* President’s re-election could end Italian political impasse
* Italian debt gains, drags up rest of periphery
* German Bunds dip but rate cut bets limit losses
By Emelia Sithole-Matarise
LONDON, April 22 (Reuters) - Italian bonds rallied on Monday, outperforming low-risk German Bunds, with more gains seen in the near term after the re-election of Italy’s president raised the prospect of an end to two months of political stalemate.
A broad agreement between traditional political groups on the left and right to re-elect Giorgio Napolitano handed the 87-year-old the leverage to pressure opposing parties in Italy to form a government or face a snap election.
Italian BTP futures were a full point up at 114.02 while 10-year cash yields fell 12 basis points to 4.10 percent, around their lowest level since the end of January. Other peripheral euro zone bond yields fell in their wake.
“The near-term reaction is positive for Italy and to some extent for all peripheral markets. However, things are not settled yet and the risk of an early election favouring (ex-premier Silvio) Berlusconi has not disappeared completely,” said Patrick Jacq, a strategist at BNP Paribas.
Italy has been in the grip of political uncertainty since inconclusive general elections in February. Nevertheless, the country’s bonds have been resilient with investor concerns that a prolonged political impasse could re-ignite the region’s debt crisis tempered by the European Central Bank’s debt buying backstop and loose monetary policy by major central banks.
“In the current scenario of accommodative monetary policy, the Italian debt remains very attractive in terms of carry versus other EMU core debt where record low yields are far less attractive,” Annalisa Piazza, market economist with Newedge Strategy said in a note.
A hunt for higher returns spurred in recent weeks by the Bank of Japan’s huge stimulus plans has also driven down euro zone debt yields.
Spanish 10-year yields were down 8 bps at 4.57 percent, with Portuguese equivalents down 12 bps at 5.98 percent, breaking below 6 percent for the first time since late January.

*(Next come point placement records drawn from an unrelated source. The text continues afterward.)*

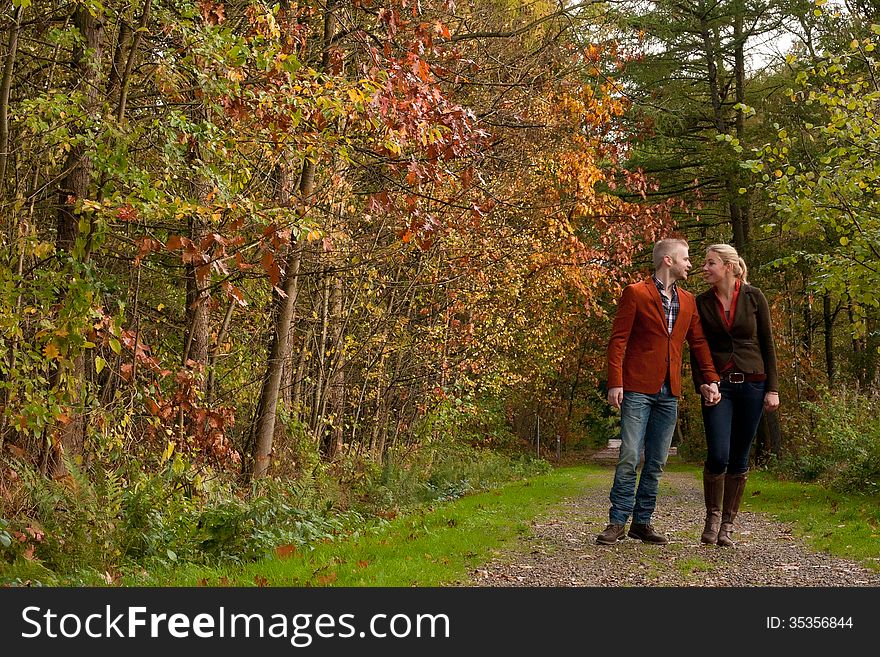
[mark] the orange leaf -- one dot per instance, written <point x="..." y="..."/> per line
<point x="325" y="580"/>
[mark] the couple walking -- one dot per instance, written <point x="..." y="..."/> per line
<point x="727" y="328"/>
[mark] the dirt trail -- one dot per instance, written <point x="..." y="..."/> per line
<point x="561" y="551"/>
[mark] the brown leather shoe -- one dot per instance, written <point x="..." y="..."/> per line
<point x="713" y="492"/>
<point x="611" y="535"/>
<point x="734" y="485"/>
<point x="646" y="534"/>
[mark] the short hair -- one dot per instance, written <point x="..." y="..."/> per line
<point x="665" y="247"/>
<point x="728" y="254"/>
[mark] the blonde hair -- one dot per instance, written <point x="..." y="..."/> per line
<point x="664" y="248"/>
<point x="729" y="255"/>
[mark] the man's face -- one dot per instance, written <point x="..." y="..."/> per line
<point x="681" y="263"/>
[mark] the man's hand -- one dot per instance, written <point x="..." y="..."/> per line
<point x="711" y="394"/>
<point x="615" y="397"/>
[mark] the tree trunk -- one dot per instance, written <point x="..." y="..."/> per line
<point x="828" y="321"/>
<point x="279" y="348"/>
<point x="5" y="87"/>
<point x="75" y="185"/>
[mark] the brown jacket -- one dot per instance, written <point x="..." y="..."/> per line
<point x="641" y="352"/>
<point x="749" y="340"/>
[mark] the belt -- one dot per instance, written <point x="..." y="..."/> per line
<point x="741" y="377"/>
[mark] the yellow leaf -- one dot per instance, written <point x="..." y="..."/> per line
<point x="169" y="450"/>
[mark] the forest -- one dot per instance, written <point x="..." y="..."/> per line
<point x="269" y="267"/>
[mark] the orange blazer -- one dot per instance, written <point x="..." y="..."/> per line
<point x="641" y="351"/>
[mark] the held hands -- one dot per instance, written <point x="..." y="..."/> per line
<point x="615" y="397"/>
<point x="711" y="394"/>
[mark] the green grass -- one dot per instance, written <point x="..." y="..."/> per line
<point x="843" y="525"/>
<point x="432" y="547"/>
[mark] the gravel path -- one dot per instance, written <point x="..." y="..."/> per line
<point x="561" y="551"/>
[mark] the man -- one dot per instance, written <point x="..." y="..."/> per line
<point x="654" y="318"/>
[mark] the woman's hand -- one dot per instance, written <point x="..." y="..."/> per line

Portuguese borrowing costs have held steady in the face of growing public protests against austerity, suggesting investors still believe the European Union will make the country’s bailout work.
“We see flows coming from European domestic buying at the moment. Going to (yield) lows we reached this year will probably offer a pretext for some profit taking but the situation is still favourable to peripherals,” BNP’s Jacq said.
At the upper end of the credit spectrum in the euro zone debt market, German Bunds held largely steady, with investors wary of taking big positions before key manufacturing data on Tuesday expected to show growth remained anaemic in the euro zone, cementing market bets of a cut in official interest rates.
The Bund future was last 5 ticks up on the day 146.08 German 10-year yields were flat at 1.25 percent.
The Bund contract came off the day’s low of 145.72 after ECB Vice President Vitor Constancio was quoted as saying inflation in the euro zone was coming down “rather significantly”, important when the central bank decides whether to cut rates.
“The ECB tone has been pretty dovish...they are telling us that they are lining up for a rate cut,” a trader said.